Notes: -- This is a trivial example, since the procedure is 1 line
long.
-- Why not just use r5 within the procedure?
1. convention -- parameters are passed in specific registers.
2. same procedure could be used to decrement the value
in other registers -- just copy the value to register r0
first, and copy it out afterwards.


Historically more significant mechanism: parameters on stack
---------------------

place the parameters to a procedure (function) in the activation
record for the procedure.

sub sp, sp, #8 ; allocate space for parameters
str r5, [sp,#4] ; place parameter 1 into AR of proc
str r6, [sp] ; place parameter 2 into AR of proc
bl proc
.
.
.
proc:
sub sp, sp, #12 ; allocate remainder of AR for proc
; assume fixed size (too big) activation record
ldr r2, [sp,#12] ; retrieve parameter 1 for use
ldr r3, [sp,#12] ; retrieve parameter 2

; use parameters in procedure calculations

add sp, sp, #20 ; remove AR of proc
mov pc, lr




calling program: allocates space for parameters
places parameters into stack
calls procedure
deallocates remainder of AR of procedure

procedure: allocates AR (or remainder of AR)
deallocates AR of procedure (or at least most of it)



ARM convention -- when passing parameters in registers,
the first 4 parameters are passed in registers r0-r3.
Then, ANY and ALL procedures use those registers for their parameters.

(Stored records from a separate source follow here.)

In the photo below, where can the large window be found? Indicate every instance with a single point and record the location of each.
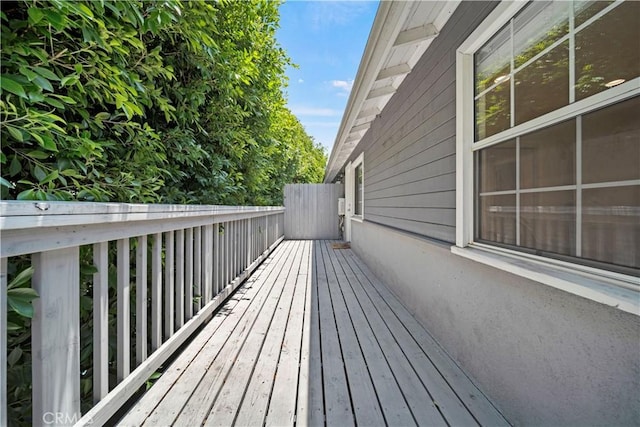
(556, 133)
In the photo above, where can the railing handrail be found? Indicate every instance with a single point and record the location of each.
(57, 222)
(186, 260)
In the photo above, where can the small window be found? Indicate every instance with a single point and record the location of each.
(555, 141)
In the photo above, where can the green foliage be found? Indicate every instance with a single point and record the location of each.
(177, 102)
(129, 101)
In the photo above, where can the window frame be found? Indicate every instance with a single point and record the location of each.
(358, 162)
(569, 276)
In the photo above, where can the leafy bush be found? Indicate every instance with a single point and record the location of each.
(150, 102)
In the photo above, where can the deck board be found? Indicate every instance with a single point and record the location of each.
(313, 337)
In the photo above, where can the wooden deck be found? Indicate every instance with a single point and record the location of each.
(313, 337)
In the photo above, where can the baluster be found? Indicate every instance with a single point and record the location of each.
(141, 300)
(55, 336)
(100, 321)
(3, 341)
(197, 268)
(180, 261)
(189, 275)
(208, 263)
(169, 285)
(123, 313)
(234, 251)
(216, 258)
(226, 254)
(156, 292)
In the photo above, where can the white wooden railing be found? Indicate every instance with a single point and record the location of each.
(198, 256)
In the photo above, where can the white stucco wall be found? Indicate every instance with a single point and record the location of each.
(545, 357)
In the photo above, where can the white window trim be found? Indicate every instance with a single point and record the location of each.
(610, 288)
(359, 161)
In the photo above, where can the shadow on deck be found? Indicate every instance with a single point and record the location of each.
(313, 337)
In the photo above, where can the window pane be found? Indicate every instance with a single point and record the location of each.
(608, 50)
(492, 111)
(611, 225)
(548, 221)
(543, 85)
(498, 219)
(537, 27)
(548, 156)
(611, 143)
(493, 61)
(497, 167)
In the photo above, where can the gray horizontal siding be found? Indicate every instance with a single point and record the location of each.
(409, 176)
(312, 211)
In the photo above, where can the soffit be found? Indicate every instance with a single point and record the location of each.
(401, 33)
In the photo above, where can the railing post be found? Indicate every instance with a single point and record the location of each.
(207, 271)
(249, 260)
(169, 284)
(100, 321)
(56, 337)
(156, 292)
(141, 300)
(123, 323)
(3, 341)
(189, 275)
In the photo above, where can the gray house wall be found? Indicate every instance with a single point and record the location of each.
(410, 149)
(545, 357)
(311, 211)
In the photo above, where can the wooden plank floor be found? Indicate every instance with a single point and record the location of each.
(313, 337)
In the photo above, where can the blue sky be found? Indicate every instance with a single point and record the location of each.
(326, 40)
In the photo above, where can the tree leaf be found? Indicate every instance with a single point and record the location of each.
(35, 15)
(58, 21)
(27, 73)
(5, 183)
(9, 84)
(37, 154)
(47, 74)
(43, 83)
(38, 173)
(21, 279)
(69, 80)
(15, 166)
(16, 133)
(53, 175)
(54, 103)
(49, 144)
(20, 299)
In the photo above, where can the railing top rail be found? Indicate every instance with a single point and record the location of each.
(30, 214)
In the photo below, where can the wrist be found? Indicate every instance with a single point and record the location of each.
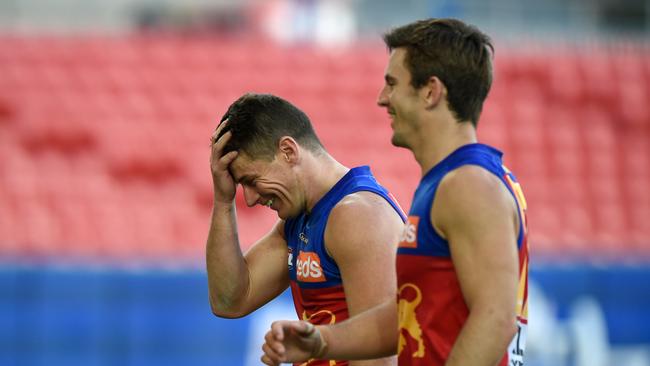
(322, 345)
(221, 205)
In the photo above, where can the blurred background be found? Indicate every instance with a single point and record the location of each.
(107, 106)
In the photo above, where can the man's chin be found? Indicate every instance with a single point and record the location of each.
(398, 142)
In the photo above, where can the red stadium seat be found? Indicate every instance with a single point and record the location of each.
(104, 140)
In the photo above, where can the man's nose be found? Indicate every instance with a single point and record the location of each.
(382, 98)
(250, 196)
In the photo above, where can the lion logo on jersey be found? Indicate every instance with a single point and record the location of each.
(408, 321)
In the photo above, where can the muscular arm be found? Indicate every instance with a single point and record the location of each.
(361, 235)
(239, 284)
(477, 215)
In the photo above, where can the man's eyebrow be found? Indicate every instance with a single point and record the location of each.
(244, 179)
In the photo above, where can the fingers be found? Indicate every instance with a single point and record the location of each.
(273, 350)
(217, 149)
(271, 354)
(274, 344)
(277, 329)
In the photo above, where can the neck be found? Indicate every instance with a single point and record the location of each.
(437, 141)
(321, 173)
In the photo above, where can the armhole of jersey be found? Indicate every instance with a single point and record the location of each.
(328, 262)
(440, 240)
(503, 180)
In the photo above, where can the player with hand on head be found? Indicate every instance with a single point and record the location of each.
(334, 243)
(462, 262)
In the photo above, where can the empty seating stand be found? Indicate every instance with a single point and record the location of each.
(104, 140)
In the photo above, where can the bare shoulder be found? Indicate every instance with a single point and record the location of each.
(360, 219)
(468, 195)
(363, 206)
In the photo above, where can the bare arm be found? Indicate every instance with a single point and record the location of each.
(370, 334)
(362, 235)
(477, 215)
(239, 284)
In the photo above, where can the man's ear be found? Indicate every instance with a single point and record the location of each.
(433, 92)
(288, 150)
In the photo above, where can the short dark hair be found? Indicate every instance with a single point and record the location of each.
(459, 54)
(258, 121)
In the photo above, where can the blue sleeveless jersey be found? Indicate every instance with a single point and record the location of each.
(431, 305)
(315, 278)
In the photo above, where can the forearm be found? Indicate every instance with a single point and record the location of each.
(368, 335)
(227, 271)
(483, 340)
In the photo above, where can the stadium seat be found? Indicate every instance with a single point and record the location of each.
(104, 139)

If there are nested subroutine calls, and registers r- - r4 are
used for parameters, the values would be lost (just like the
return address would be lost for 'bl' if not saved). There are
2 possible solutions.

1. For non-recursive nested calls, each procedure has associated
with it a section of memory. Before a nested call is made,
the current parameters are stored in that memory. After the return
from the nested call, the current values are restored.

2. For recursive calls, current parameters are stored on the stack before
a nested call. After the return from the nested call, the
current parameters are restored.


Here's a general layout of how this second option is used
(with 4 or fewer parameters):

procedure layout:
allocate remainder of AR
put return address on stack into AR of procedure

procedure calculations

to set up a call to proc2,
place current parameters (in r0-r3) into AR of procedure
allocate AR for proc2
set up parameters to proc2 in r0-r3
call proc2 (bl proc2)
copy any return values out of r0-r3
mov r0-r3 to other registers if required
pop current parameters from stack back to r0-r3, if needed.
care must be taken not to over write the return values in r0-r3

more procedure calculations (presumably using procedure's return
value and parameters which are now in r0-r3)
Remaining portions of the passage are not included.